The Interested Directors and Interested Major Shareholders will abstain from voting on the resolution to approve the Proposed Acquisition in respect of their direct and/or indirect shareholdings at the EGM to be convened. They have also undertaken to ensure that persons connected to them will abstain from voting on the resolution to approve the Proposed Acquisition in respect of their direct and/or indirect shareholdings in YTL Cement at the EGM to be convened.
Save for the above, none of the other Directors and/or major shareholders of YTL Cement or any person connected with them have any interest, direct or indirect, in the Proposed Acquisition.
10. DIRECTORS’ STATEMENT
Having considered the rationale for the Proposed Acquisition and after due deliberation, the Board (except for the Interested Directors) is of the opinion that the Proposed Acquisition is in the best and long-term interest of the Company and its shareholders.
11. INDEPENDENT ADVISER
In view of the interests of the major shareholders and Directors as set out in Section 9 of this Announcement, the Proposed Acquisition is deemed to be a related party transaction under Paragraph 10.08 of Chapter 10 of the Main Market Listing Requirements of Bursa Securities (“Listing Requirements”). Accordingly, AmInvestment Bank Berhad (a member of AmInvestment Bank Group) has been appointed as the Independent Adviser to advise the non-interested directors and shareholders of YTL Cement in relation to the Proposed Acquisition.
12. AUDIT COMMITTEE’S STATEMENT
The Audit Committee of the Company after having considered all aspects of the Proposed Acquisition (including but not limited to the rationale, prospects and financial effects) and the evaluation of the Independent Adviser, is of the opinion that the Proposed Acquisition is:-
(i) in the best interest of the company;
(ii) fair, reasonable and on normal commercial terms; and
(iii) not detrimental to the interest of the minority shareholders.
In forming its view, the Audit Committee has sought the advice of AmInvestment Bank Berhad, the Independent Adviser for the Proposed Acquisition.
13. AMOUNT TRANSACTED WITH THE INTERESTED MAJOR SHAREHOLDERS AND INTERESTED DIRECTORS (INCLUDING PERSONS CONNECTED WITH THEM) FOR THE PRECEDING 12 MONTHS
As at 31 December 2009, save for the Proposed Acquisition and recurrent related party transactions for which mandates have been sought or are not subject to disclosure pursuant to paragraph 10.09(1)(a) of the Listing Requirements, there were no related party transactions transacted with the Interested Major Shareholders and Interested Directors (including persons connected with them) for the preceding twelve (12) months.
14. PERCENTAGE RATIO
The highest percentage ratio applicable to the Proposed Acquisition pursuant to Paragraph 10.02(g) of the Listing Requirements is 11.59% which is computed by dividing the PAT after MI of BTQ Group (based on the audited financial statements of BTQ and its subsidiaries respectively) with the audited PAT after MI of YTL Cement Group for the FYE 30 June 2009.

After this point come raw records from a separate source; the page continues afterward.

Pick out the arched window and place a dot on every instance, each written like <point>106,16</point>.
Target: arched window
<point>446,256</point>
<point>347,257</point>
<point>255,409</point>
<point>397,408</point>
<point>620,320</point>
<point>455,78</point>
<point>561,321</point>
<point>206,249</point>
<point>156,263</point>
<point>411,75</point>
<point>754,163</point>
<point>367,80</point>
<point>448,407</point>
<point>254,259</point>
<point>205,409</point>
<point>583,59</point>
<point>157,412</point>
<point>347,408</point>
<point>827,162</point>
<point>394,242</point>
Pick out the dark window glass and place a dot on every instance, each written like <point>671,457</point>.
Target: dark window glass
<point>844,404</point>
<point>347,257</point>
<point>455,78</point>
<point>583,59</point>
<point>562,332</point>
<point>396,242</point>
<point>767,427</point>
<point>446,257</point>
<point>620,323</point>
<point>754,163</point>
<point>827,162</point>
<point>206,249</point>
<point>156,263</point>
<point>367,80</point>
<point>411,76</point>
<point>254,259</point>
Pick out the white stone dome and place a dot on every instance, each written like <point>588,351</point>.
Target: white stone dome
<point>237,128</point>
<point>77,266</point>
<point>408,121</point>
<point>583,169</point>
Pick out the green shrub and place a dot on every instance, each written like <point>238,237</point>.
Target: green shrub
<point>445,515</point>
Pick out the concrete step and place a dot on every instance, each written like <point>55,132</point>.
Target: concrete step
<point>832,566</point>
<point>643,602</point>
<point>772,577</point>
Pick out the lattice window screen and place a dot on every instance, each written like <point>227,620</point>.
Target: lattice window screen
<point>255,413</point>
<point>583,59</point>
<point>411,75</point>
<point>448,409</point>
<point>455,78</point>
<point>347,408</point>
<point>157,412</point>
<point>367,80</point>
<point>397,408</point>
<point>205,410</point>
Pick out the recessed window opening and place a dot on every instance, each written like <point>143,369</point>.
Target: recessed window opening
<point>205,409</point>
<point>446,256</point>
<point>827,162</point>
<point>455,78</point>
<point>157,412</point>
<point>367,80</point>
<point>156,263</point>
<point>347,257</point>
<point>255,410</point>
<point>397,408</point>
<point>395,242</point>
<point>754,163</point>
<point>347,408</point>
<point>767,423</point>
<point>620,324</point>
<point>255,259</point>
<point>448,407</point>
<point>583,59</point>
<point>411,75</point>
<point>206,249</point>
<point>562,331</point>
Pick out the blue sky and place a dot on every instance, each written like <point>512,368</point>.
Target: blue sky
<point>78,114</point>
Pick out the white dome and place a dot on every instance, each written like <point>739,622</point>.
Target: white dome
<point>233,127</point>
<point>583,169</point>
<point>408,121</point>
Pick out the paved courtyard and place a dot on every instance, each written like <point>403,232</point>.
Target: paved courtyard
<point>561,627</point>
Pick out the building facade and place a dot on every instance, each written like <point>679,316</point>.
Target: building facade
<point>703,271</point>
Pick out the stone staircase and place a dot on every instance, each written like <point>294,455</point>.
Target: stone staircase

15. ESTIMATED TIME FRAME FOR COMPLETION
Barring any unforeseen circumstances, the Board expects the Proposed Acquisition to be completed in the third (3rd) quarter of the financial year ending 30 June 2010.
16. CIRCULAR TO SHAREHOLDERS
A circular to shareholders setting out the details of the Proposed Acquisition will be sent to shareholders in due course.
17. DOCUMENTS AVAILABLE FOR INSPECTION
The Agreement will be made available for inspection at the registered office of YTL Cement at 11th Floor, Yeoh Tiong Lay Plaza, 55 Jalan Bukit Bintang, 55100 Kuala Lumpur during normal business hours from Mondays to Fridays (except public holidays) for a period of three (3) months from the date of this Announcement.
This Announcement is dated 15 January 2010.